Roy Bowen Ward  qui adhère la théorie selon laquelle Paul utilisait la conception judéo-hellénistique de ce qui était naturel  rappelle la tradition grecque qui est derrière ce passage biblique dans sa formulation  : dans ses écrits, le philosophe Platon considère que ce qui n'est pas naturel est ce qui ne mène pas à la procréation ; cette conception passera dans le judaïsme hellénistique, avec Philon d'Alexandrie et le Pseudo-Phocylide. Cette vision pro-procréative, sans plaisir, de la sexualité va accoucher d'une vision hétérosexuelle de l'acte, et de la notion selon laquelle il y a une différence « naturelle » entre les sexes dans les relations sociales, où les femmes sont passives et les hommes actifs[41]. Louis Crompton et Colin G. Kruse expliquent que dans la culture gréco-romaine antique, être pénétré était humiliant et que les relations homosexuelles se faisaient généralement sous la contrainte ou dans l'inégalité (viol de soldats après une défaite militaire ; maîtres ayant des relations sexuelles avec leurs esclaves ; abus de pouvoir par des supérieurs ; pédérastie). C. G. Kruse ajoute, dans son commentaire de l'épître, les avis d'exégètes aux différentes opinions, et écrit qu'ils divergent beaucoup sur ce que Paul entendait par des relations « contre-nature » [42],[43].

Exégèse

Sappho et Érinna dans un jardin à Mytilène, par Simeon Solomon. (1864)

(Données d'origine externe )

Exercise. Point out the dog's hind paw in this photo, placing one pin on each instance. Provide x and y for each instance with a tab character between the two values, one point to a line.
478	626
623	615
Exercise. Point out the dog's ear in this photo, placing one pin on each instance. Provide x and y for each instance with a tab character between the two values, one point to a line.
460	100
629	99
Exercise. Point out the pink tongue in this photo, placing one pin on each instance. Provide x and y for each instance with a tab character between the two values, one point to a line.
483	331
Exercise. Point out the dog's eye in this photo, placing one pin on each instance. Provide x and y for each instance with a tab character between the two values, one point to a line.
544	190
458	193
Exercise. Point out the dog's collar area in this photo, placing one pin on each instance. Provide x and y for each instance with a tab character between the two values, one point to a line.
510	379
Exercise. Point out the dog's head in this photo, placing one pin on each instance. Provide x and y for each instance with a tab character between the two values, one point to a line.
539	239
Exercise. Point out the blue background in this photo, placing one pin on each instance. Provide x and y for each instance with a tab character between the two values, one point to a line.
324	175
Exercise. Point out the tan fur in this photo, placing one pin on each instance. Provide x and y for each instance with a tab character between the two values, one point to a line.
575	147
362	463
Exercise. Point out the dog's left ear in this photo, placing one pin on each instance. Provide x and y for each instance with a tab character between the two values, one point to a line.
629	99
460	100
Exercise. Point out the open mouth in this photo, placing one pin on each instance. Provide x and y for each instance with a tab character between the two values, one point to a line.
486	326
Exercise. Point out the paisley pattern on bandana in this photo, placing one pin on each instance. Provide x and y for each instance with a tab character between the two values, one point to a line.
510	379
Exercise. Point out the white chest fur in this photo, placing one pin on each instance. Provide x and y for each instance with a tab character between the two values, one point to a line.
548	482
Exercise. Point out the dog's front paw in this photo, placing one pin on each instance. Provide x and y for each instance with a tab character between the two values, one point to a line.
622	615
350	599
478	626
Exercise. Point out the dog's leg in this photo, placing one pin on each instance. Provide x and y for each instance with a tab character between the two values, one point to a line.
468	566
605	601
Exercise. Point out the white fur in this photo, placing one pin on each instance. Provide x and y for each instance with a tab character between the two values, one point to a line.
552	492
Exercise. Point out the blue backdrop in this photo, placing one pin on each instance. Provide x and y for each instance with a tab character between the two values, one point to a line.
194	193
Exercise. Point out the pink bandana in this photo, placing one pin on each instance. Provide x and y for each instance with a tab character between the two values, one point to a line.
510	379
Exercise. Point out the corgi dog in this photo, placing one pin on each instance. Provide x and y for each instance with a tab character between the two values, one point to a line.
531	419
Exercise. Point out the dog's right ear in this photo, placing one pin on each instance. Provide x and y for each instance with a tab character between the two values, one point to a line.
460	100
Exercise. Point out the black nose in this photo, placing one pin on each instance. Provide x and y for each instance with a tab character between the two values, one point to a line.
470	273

Origène, père de l'exégèse biblique, se contente de signaler que « Dans le cas de ces femmes et hommes, par l'abandon de l'usage naturel, qui sont enflammés d'une passion pour un usage non-naturel, cela est certain qu'ils sont du nombre de ceux qui servent les créatures [les idoles] plutôt que le Créateur, et que Dieu a livrés aux passions dégradantes[44] ». Toujours dans la période des Pères de l'Église (du Ier au Ve siècle), l'interprétation s'est divisée entre ceux qui incluaient les relations homosexuelles féminines dans les actes contre-nature (Clément d'Alexandrie, Jean Chrysostome), et ceux qui ne voyaient là que des femmes s'offrant à des hommes car ils considéraient que des femmes ne pouvaient pas avoir une attirance entre elles (Augustin d'Hippone). Augustin, sans remettre en question une possibilité des rapports sexuels entre femmes, croit que ce qui n'est pas naturel est ce qui empêche la procréation, comme les relations sexuelles anales. Jean et Clément disent que les hommes sont les maîtres des femmes, que les femmes sont les aides des hommes, qu'un homme homosexuel devient une femme, et qu'il ne faut pas brouiller les différences entre les deux[45].

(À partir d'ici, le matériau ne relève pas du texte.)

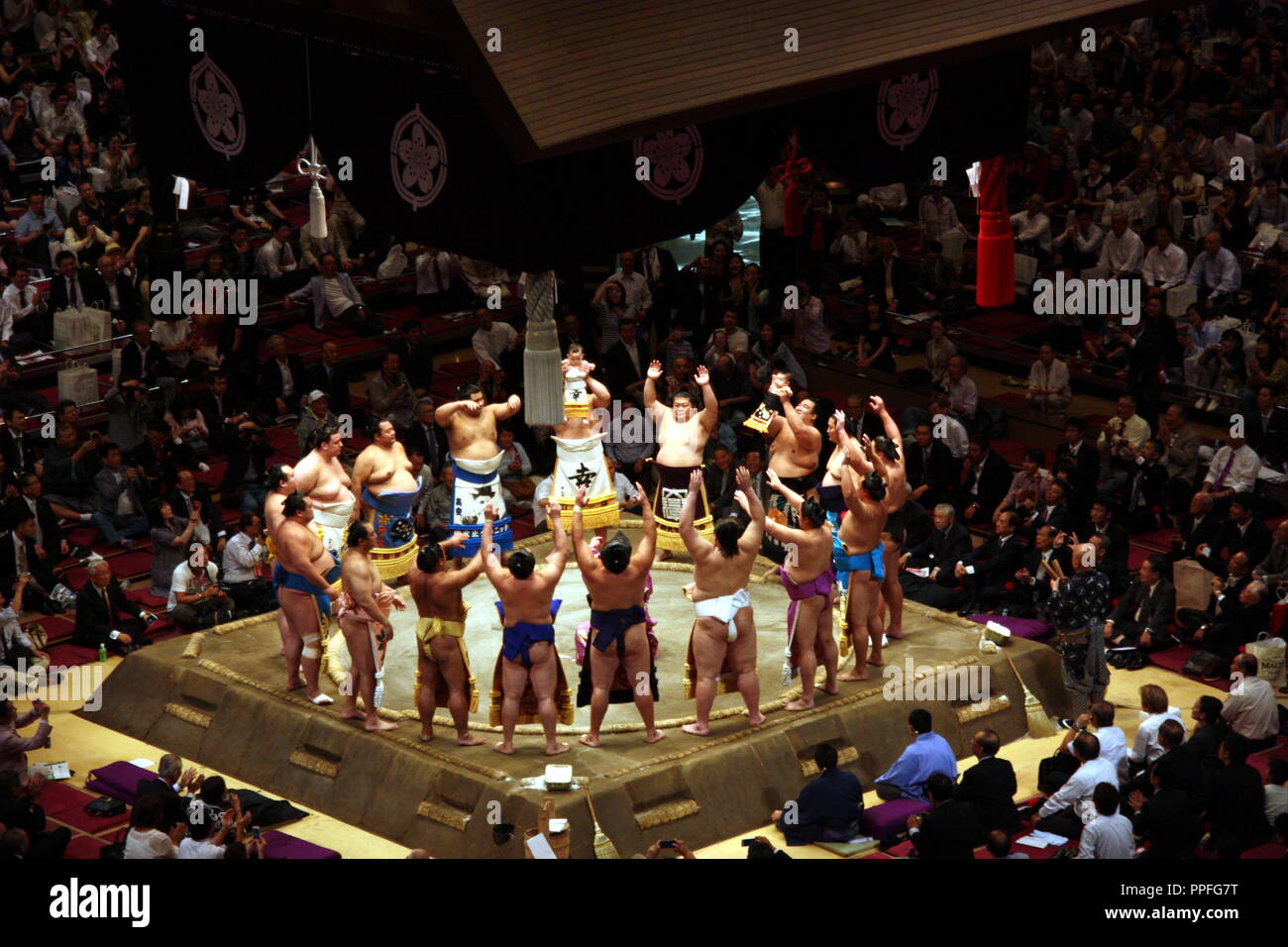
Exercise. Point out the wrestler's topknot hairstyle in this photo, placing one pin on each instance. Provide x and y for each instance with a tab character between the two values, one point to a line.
359	531
812	510
875	486
887	446
429	557
322	433
728	532
616	554
522	564
295	502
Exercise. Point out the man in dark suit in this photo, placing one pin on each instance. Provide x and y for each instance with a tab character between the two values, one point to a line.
187	491
983	482
1197	528
1103	525
142	360
282	380
1146	611
1041	565
1241	532
986	571
31	502
1267	428
223	411
990	785
626	364
889	278
1144	501
931	471
333	379
20	554
104	616
166	784
720	480
71	286
945	544
951	828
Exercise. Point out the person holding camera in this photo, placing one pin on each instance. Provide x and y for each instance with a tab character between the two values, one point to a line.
197	599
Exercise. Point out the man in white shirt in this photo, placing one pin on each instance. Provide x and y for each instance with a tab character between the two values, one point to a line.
1250	709
634	285
275	262
1234	470
1124	252
1166	264
196	600
1215	270
22	311
1232	145
1031	228
1063	812
243	553
493	341
434	270
1048	381
334	296
1109	835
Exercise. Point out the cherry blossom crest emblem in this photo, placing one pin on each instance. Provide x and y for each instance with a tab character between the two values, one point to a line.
218	108
417	158
675	161
905	107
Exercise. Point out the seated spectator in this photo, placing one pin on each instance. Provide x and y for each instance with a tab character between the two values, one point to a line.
1216	272
99	608
1144	613
1109	835
21	812
244	558
390	394
1234	804
334	298
1048	382
145	840
990	785
927	754
1250	709
828	808
951	828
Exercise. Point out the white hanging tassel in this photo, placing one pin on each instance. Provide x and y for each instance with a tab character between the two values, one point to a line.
317	200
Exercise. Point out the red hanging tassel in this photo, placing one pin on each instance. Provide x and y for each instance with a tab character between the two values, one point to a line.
791	171
996	261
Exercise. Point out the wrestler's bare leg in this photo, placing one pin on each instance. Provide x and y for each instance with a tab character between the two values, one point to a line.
362	669
709	643
638	660
824	644
603	669
803	647
301	617
514	682
858	607
451	665
545	678
426	702
890	587
743	651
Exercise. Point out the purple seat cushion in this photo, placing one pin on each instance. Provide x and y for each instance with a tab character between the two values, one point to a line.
889	818
282	845
117	780
1019	628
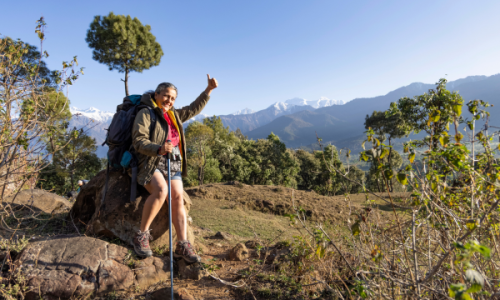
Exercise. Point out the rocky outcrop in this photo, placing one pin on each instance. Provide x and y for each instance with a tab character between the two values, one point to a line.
118	217
239	252
47	202
61	267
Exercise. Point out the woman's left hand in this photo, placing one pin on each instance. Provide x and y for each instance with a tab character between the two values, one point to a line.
212	84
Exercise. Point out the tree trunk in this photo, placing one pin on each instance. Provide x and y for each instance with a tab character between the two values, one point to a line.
126	82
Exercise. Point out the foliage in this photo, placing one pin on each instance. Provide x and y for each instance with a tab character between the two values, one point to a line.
375	180
332	183
438	244
198	137
31	109
123	44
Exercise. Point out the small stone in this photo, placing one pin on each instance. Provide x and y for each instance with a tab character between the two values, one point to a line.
201	249
222	236
252	244
192	271
184	295
239	253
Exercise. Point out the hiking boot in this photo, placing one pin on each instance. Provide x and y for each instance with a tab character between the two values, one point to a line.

Christian-Georges Schwentzel, professeur d'histoire ancienne à l'université de Lorraine, dit que les femmes qui ont des relations contre nature sont « celles qui acceptent des relations anales avec leurs partenaires masculins, ou encore les femmes qui aiment d’autres femmes. Mais surtout, l’apôtre stigmatise avec vigueur les hommes qui « abandonnant les rapports naturels avec la femme, se sont enflammés de désir les uns pour les autres, commettant l’infamie d’homme à homme ». Suit une cascade de termes négatifs, constituant une diatribe exceptionnellement longue[46]. » Ken M. Campbell, professeur retraité d'études biblique à Belhaven College (Mississippi), avance que Paul considère que ce qui n'est pas naturel est ce qui va contre le plan divin de la Genèse, où Dieu crée l'être humain « mâle et femelle » pour refléter l'image divine et se compléter[47]. D'après Michel Quesnel, Dieu n'a pas cherché à guérir une plaie inguérissable : au contraire, il a aggravé encore plus ce que Paul de Tarse juge comme des déviances. Dieu précipite l'avancée vers la mort pour que devienne possible un nouveau commencement[48].

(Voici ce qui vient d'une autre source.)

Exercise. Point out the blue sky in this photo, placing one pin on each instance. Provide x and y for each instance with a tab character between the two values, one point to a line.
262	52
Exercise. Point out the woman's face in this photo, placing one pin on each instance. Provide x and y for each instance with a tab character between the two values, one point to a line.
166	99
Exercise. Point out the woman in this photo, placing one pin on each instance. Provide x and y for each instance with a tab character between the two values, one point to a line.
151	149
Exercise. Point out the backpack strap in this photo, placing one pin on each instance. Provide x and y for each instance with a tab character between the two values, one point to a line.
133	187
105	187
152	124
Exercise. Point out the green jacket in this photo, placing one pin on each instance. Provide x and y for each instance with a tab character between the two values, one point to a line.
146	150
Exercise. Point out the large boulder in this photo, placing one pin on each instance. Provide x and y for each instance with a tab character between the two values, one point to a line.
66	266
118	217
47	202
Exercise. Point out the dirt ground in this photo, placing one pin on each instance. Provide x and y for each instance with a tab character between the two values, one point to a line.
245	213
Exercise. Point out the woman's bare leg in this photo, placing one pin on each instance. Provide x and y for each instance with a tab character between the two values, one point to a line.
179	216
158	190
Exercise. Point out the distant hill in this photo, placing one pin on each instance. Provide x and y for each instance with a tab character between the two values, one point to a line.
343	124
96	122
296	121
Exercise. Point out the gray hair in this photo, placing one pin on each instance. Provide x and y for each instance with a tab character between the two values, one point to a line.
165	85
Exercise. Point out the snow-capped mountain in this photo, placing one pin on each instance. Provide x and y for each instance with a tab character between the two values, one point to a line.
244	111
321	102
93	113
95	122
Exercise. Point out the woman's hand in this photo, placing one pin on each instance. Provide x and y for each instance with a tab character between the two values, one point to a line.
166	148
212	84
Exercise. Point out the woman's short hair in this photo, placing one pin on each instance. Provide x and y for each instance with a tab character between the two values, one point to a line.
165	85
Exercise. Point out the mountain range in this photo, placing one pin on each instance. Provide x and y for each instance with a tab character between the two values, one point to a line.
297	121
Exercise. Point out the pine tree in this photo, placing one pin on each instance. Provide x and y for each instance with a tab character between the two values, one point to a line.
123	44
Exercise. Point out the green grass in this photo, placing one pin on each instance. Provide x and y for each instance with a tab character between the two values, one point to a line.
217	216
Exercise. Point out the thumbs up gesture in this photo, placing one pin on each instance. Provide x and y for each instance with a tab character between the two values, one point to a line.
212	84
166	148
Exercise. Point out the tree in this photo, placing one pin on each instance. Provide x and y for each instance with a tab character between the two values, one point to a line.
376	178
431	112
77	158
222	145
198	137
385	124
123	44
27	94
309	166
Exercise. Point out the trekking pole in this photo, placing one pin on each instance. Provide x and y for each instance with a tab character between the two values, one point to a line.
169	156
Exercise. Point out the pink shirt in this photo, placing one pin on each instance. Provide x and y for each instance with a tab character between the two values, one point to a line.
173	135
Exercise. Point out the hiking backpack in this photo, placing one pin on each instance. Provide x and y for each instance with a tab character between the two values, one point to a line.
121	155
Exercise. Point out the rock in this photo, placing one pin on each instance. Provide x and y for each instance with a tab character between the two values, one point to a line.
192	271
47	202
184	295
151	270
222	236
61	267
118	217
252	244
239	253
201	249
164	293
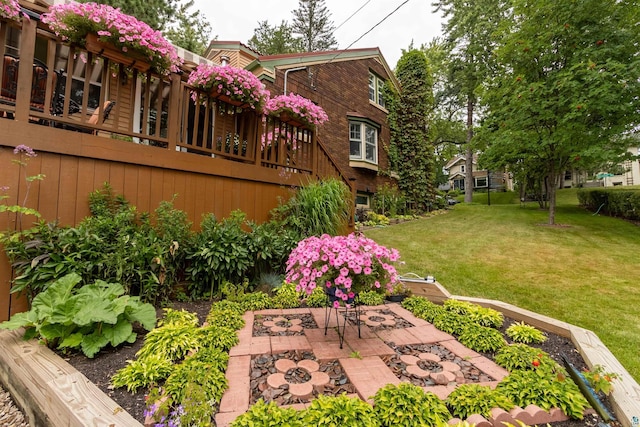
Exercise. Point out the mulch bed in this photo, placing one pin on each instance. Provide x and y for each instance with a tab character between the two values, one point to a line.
100	369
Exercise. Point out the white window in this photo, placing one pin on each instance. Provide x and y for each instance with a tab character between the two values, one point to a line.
363	142
375	89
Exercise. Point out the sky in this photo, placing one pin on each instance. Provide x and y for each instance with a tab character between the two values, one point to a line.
415	21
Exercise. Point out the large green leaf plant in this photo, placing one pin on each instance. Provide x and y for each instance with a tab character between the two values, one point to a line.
85	318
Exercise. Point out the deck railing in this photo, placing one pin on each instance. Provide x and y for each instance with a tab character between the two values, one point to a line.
48	82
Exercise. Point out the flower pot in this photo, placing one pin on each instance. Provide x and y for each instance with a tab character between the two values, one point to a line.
131	59
227	99
331	294
396	298
291	119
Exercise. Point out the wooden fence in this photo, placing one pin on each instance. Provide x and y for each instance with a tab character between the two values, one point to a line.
142	133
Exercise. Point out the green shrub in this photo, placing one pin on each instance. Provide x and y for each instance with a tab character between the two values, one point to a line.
286	297
86	318
220	253
538	387
317	208
370	298
521	356
423	308
339	411
526	334
452	323
481	338
389	200
469	399
478	314
318	298
268	415
408	405
142	373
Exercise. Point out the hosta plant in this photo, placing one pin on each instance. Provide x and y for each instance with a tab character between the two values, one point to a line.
469	399
339	411
521	356
545	390
520	332
263	414
85	318
482	339
408	405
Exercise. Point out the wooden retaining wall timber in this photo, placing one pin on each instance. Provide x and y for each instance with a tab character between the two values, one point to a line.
625	397
76	164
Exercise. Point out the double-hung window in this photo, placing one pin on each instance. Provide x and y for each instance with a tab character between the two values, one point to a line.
375	89
363	142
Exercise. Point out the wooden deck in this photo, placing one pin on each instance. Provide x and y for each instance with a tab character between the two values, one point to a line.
53	393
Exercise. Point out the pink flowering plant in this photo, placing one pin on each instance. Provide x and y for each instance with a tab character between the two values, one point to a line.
298	107
238	84
9	9
74	21
343	265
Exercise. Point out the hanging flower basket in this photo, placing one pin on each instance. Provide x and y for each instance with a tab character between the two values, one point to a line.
132	59
343	265
124	38
9	9
296	110
229	84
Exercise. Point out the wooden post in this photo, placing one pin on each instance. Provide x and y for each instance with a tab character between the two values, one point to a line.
175	111
25	69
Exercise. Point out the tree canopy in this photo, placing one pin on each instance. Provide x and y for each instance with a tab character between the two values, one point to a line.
312	22
272	40
175	18
566	88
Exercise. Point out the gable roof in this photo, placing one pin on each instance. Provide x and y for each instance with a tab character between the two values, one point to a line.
266	65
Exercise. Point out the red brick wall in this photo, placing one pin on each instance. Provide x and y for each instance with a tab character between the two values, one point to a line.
341	88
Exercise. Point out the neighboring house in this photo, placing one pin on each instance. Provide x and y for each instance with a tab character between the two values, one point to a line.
456	168
348	85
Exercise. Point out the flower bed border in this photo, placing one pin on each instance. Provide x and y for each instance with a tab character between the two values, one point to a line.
52	392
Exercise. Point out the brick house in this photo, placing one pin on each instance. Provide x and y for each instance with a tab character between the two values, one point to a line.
347	84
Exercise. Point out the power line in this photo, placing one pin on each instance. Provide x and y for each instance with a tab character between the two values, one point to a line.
368	31
352	15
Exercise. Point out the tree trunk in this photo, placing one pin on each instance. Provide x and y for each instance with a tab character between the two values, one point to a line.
552	187
468	177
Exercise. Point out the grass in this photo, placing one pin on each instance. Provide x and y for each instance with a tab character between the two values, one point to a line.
583	271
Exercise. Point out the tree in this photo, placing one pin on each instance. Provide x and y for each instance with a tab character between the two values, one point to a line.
567	88
189	30
469	31
274	40
311	20
156	13
181	26
409	111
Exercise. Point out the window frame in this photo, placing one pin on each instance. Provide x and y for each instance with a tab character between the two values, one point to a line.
376	83
364	125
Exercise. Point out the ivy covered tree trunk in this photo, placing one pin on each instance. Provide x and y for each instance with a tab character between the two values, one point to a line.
409	113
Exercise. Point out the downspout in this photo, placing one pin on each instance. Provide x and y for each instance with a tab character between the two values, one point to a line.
286	73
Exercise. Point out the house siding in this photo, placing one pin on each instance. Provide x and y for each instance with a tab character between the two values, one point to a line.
341	88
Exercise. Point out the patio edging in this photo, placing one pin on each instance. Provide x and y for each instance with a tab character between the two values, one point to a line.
51	392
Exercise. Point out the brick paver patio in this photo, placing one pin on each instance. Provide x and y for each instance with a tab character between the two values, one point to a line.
362	358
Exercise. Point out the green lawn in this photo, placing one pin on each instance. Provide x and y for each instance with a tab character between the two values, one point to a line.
584	271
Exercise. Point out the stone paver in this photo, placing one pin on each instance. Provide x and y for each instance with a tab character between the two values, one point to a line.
360	358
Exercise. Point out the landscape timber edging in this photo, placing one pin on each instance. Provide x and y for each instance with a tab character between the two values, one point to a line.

Plusieurs psychiatres, hommes d'Église ou historiens ont conclu que ces versets concernent la pratique homosexuelle dans le cas de relations sexuelles illégitimes, rituelle et idolâtre, et que Paul n'aborde pas les relations homosexuelles dans le cadre amoureux[49],[3]. Au contaire, qu'il essaierait d'être compris par les païens et les juifs sur la grâce salvatrice de Jésus, en leur présentant des modèles pouvant être pécheurs à leurs yeux[50]. Affirmer ce que cette expression [para phusin] signifiait pour Paul est difficile car le passage est peu clair : des théologiens comme D. Eastman croit que cela désigne les personnes qui vivent contre leur propre nature, comme les homosexuels dans le placard[51]. Pour J. J. McNeill, Paul semble fusionner la coutume avec le caractère inné, et « comme Paul utilise mot phusis de façon ambiguë, l'appliquant aussi à la notion de coutume, on ne peut pas dire de ce texte qu'il condamne l'activité homosexuelle comme la manifestation d'un mal intrinsèque, indépendant de la condition des perpétrants, de leurs lois sociales et des coutumes[M 3]. » Le père Dominique Foyer, professeur de théologie morale à l'UCL, considère qu’il n’est pas du tout évident que Paul fasse une telle distinction entre une homosexualité innée (« naturelle ») et une homosexualité acquise ou occasionnelle (« contre-naturelle »), et que l'apôtre condamne tout les actes[52].

D'après Gérald Caron, professeur à l'Atlantic School of Theology d'Halifax, Paul « ne faisait que reprendre à son compte en Rm 1,26-27 la tradition juive de son époque concernant l’idolâtrie des « païens » et leur perversité morale. […] Paul, c’est-à-dire le Paul de Romains, devient « homophobe ». En effet, la vision de « l’homosexualité » qu’il partage avec ses compatriotes ne cadre tout simplement plus avec la compréhension que nous en avons aujourd’hui. Il est donc indispensable de nous assurer que Paul (ou Rm 1,26-27) ne soit plus utilisé pour promouvoir l’homophobie encore rampante parmi nous[53]. »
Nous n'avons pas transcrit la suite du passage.